Helsinki 1952: If sport is a metaphor for war, then hockey proved to be India’s most trusted weapon in the troubled years after Partition. In the complex post-independence context, prowess in sport wasn’t enough. Accomplishments had to be demonstrated in contests against the colonizers, which would mark a symbolic victory against the erstwhile colonial state and satisfy the insatiable national thrust for equality and revenge.


Yet again Balbir Singh senior was central to the Indian campaign in 1952. At Helsinki, the Indians started the defence of their title with a victory over the Austrians 4–0. The performance, however, was at best scratchy and it was widely reported that the Indians had lost the edge which had won them four consecutive Olympic gold medals. “The Champions won, as they were expected to, but they found the Austrians no easy obstacle on a pitch rendered slippery by rain.”


But in their semi-final against the British, the Indians were a transformed side. This is how Balbir Singh Sr, who scored a hat-trick, his second in Olympic hockey, described the performance against Britain: “We were a completely changed lot in the semi-final against Britain. We moved swiftly and smoothly and scythed their defence with copy-book moves…It was an accident that I got that goal. But I scored two more before the interval to get my second hat-trick in Olympic hockey—my first was in my maiden appearance in the London Olympics. Britain reduced the margin (1–3), but that was all they could do. India had reached the final.”.


Even after a better Indian showing in the semi-final, the final against Holland was expected to be a close affair. This was for two reasons. First, the rains had made the ground wet and slippery, conditions that were expected to favour the Dutch more than the Indians. Second, the Indians looked to be over reliant on Balbir Singh Sr, a point repeatedly emphasized by the Times of India: “The Indians need to visit the practice grounds regularly to remedy defects in their forward line, for it is too much to expect Punjab’s twenty-eight-year-old centre forward Balbir Singh to initiate and execute all his side’s attacks”. These predictions weren’t accurate as the Indians retained the title fairly convincingly, defeating Holland 3–1 in the final. Balbir Singh Sr was once again the star, scoring his third Olympic hat-trick in style and scoring 9 out of the 13 Indian goals at Helsinki. In his own words, “I was in my element that day and scored five of my team’s six goals. The match gave me another hat-trick, my third in Olympic hockey. Holland got a consolation goal, but overall it was a one-sided final”.

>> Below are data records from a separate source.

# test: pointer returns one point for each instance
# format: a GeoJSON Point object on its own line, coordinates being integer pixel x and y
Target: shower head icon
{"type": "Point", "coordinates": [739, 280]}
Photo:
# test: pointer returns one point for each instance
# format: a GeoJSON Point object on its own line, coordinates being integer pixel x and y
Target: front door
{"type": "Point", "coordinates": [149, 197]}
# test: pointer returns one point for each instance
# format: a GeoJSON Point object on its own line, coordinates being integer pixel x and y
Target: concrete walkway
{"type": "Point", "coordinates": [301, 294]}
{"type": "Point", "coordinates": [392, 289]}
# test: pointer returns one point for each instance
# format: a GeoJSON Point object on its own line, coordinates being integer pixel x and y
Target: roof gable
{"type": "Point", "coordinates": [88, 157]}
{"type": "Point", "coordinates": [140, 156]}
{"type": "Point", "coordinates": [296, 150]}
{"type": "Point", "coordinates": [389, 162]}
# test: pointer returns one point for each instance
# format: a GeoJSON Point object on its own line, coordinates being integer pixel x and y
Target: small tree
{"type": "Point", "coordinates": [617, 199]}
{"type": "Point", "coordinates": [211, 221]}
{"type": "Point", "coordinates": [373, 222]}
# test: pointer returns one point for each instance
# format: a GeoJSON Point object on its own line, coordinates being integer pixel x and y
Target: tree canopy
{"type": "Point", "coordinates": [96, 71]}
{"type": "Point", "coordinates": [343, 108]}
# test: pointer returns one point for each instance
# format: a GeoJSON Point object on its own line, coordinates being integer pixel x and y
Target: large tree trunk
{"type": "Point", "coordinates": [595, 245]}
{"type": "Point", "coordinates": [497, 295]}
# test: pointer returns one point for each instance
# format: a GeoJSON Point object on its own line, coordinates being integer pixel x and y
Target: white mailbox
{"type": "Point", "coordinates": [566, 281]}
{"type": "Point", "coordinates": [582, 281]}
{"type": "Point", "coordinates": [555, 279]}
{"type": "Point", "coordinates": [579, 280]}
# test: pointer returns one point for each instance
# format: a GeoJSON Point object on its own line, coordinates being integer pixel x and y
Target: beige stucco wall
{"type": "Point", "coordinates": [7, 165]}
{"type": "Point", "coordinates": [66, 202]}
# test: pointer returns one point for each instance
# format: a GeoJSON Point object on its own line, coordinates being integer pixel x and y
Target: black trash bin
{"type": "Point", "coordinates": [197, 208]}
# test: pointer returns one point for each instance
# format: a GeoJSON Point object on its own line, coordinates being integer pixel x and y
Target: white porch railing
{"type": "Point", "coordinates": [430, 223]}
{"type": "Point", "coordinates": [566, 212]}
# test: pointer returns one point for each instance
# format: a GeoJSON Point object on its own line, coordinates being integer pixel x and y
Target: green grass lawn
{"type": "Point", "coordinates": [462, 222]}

On arriving home in India, the team was accorded a royal reception in the capital. If anything, the number of functions far exceeded those in 1948 and the celebrations continued for nearly a month. At the official function in Delhi, the Olympic team played a match against a Rest of India XI to a packed stadium. Present in the audience were President Rajendra Prasad and Prime Minister Nehru. That the players were overwhelmed by the response in India is evident from the recollections of Balbir Singh Senior:


“The train in which we travelled was literally mobbed by enthusiastic hockey fans. People surged around our compartment and waited for our darshan. When we emerged from the train, they almost crushed us with bear hugs and shows of affection. We endured it all with a smile. The four Punjab Police players—Dharam, Udham, Raghbir and I—were taken in open jeeps in a huge procession in Jalandhar. Thousands of people lined the streets and cheered us from treetops and housetops. We were showered with small gifts, baskets of fruit and sweets and garlands— these constituted the people’s simple way of showing their gratefulness.”


Balbir Singh Senior had emerged a worthy successor to the mantle that Dhyan Chand had left behind. Today when we mourn him, it is perhaps fair to ask for the Bharat Ratna to be conferred on both Dhyan Chand and Balbir Senior for we will never again see the likes of them in Indian sport. Three consecutive Olympic gold medals don’t come easy and in Balbir Singh Senior’s case the gold medal was adorned with three hattricks making it that much more special.


Greatness is immortal. It is forever.